We imagined legions of these super mothers, and we admired them from a distance. Yet privately we despised them. We had been blindsided by how difficult motherhood was. In our hushed confessions and brutal self-appraisals, we revealed how very different, diminished, and isolated we thought were were. We were the Other Mothers, whose daily blunders and emotional upheavals qualified us for charter admission into the Other Mothers Club.
Of course, we are all Other Mothers. None of us lives up to the rules set by the baby books or the images on the pages of parenting magazines. Those are fantasies of perfection not real-life standards to live up to.
To hell with standards. I don’t need cultural standards. I need understanding. I need to be understanding and gentle with myself.
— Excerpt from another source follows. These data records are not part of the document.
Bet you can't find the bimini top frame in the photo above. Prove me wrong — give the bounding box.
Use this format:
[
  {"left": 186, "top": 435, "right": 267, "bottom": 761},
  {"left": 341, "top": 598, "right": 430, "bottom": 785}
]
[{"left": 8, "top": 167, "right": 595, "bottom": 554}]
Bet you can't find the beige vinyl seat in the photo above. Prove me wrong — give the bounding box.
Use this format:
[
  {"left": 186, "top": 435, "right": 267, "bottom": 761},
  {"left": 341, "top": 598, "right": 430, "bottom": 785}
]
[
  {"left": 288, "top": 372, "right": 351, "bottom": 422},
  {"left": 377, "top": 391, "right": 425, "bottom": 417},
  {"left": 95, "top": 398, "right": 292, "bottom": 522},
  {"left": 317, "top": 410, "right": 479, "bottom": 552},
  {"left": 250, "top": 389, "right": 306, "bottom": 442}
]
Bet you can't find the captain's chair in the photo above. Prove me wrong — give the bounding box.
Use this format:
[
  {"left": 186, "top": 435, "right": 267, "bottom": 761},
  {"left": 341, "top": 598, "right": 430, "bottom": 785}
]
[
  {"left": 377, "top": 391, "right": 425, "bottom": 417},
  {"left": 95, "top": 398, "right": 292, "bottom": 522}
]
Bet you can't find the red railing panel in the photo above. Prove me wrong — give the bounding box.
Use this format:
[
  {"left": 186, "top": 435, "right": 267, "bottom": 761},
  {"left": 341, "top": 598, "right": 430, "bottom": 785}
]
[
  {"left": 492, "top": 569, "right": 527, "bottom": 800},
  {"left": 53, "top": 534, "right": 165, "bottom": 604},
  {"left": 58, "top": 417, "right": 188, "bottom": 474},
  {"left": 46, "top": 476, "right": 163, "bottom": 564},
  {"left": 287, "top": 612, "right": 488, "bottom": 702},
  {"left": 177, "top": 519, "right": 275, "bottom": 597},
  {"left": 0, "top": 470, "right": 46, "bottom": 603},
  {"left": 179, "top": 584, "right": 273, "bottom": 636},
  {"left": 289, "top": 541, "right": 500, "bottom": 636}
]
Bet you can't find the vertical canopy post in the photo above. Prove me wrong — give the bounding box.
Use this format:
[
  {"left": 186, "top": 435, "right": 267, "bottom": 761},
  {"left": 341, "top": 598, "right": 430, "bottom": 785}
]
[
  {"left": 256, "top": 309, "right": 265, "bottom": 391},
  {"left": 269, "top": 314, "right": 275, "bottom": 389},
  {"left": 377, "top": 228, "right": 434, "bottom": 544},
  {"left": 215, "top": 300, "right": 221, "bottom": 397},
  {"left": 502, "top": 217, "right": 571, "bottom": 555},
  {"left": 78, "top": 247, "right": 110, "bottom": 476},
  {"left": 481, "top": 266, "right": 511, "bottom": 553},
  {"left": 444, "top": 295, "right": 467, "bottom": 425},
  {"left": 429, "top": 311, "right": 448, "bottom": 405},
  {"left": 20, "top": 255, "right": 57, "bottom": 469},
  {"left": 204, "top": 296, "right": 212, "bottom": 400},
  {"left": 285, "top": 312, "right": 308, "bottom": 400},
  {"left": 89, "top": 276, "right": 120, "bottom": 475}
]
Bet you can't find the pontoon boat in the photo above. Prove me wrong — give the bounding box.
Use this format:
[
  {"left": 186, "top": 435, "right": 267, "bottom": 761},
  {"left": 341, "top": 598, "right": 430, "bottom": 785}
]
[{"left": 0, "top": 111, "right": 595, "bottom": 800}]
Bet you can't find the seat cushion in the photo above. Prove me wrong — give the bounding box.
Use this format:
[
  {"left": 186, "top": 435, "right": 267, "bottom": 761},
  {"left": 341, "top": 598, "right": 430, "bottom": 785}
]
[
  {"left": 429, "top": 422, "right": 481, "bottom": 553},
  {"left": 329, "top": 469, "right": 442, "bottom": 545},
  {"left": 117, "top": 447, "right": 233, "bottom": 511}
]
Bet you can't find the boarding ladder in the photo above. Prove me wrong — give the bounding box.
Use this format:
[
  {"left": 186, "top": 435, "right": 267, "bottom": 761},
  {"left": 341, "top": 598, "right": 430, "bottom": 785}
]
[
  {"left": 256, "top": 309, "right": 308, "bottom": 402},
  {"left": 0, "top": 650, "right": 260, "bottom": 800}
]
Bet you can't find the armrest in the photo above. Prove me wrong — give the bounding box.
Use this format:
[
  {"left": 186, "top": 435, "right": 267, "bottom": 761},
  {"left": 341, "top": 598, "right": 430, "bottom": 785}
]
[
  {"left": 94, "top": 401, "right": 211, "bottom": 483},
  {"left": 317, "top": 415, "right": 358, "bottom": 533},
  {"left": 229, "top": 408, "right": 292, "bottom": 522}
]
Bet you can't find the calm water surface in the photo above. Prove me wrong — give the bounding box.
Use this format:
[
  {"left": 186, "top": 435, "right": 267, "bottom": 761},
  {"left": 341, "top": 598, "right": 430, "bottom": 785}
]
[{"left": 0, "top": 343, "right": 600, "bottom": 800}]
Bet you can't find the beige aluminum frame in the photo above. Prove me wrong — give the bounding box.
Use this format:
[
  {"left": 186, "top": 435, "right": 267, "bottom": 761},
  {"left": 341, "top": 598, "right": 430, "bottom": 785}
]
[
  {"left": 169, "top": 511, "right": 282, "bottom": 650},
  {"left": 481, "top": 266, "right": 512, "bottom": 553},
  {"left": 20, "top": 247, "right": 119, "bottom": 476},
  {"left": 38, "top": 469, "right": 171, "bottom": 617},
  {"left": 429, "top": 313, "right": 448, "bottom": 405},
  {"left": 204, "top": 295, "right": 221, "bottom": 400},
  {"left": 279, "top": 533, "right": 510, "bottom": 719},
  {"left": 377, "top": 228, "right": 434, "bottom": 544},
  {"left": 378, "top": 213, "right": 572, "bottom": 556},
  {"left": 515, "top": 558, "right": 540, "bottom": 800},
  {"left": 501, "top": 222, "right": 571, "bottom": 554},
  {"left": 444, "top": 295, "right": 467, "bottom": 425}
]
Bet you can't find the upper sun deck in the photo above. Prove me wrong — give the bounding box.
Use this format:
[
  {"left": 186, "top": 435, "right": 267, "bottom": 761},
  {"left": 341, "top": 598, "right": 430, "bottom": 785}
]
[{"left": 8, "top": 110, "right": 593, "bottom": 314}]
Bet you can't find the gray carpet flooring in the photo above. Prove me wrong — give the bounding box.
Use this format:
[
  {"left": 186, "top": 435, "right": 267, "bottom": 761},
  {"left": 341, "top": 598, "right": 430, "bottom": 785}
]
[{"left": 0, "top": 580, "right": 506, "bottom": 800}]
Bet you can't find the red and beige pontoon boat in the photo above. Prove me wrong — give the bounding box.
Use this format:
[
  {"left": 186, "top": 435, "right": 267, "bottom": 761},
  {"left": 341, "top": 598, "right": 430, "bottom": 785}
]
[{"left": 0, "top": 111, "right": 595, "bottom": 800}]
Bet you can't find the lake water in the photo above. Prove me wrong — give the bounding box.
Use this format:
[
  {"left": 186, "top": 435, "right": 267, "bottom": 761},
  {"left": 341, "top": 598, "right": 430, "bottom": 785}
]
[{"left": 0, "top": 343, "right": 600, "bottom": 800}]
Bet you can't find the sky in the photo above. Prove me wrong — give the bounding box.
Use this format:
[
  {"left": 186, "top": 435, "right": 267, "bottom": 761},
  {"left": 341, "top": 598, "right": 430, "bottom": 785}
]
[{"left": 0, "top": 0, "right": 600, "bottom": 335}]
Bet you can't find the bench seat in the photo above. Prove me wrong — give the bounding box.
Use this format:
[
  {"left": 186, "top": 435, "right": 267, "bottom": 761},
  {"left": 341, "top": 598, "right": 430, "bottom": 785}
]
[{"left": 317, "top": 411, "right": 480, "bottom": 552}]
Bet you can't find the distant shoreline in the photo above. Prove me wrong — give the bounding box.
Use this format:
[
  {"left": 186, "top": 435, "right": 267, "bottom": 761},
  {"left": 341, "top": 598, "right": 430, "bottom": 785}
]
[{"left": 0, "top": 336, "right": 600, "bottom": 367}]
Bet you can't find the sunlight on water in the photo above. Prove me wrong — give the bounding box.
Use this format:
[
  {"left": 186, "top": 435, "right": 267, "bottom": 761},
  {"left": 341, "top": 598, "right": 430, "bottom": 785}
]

So, as I look back over the first half of my 100 Happy Days photos, I am choosing to focus on the imperfection, the messiness, that surrounds those little moments of joy because the beauty of life is in the contrasts. I am learning that happiness comes from stopping to notice the fleeting moments in each day when everything comes together and then moving on without judgement when they fall apart again. That is what is powerful about taking these photos every day. I stop, notice the beautiful moment starting me in the face, and then continue on, made stronger by the noticing. I’m not sure why it works, but it does. That brief moment of attention leads to more patience and grace with the messiness of life. It’s helping me see the value in small things like the meditation and prayer space I have in my tiny sun porch. To get to that corner I may have to step over the toys and books my children have strewn around it, and I may not get there every day—certainly not at 5:00 am—but it is there waiting for me, and when I’m there I am the standard.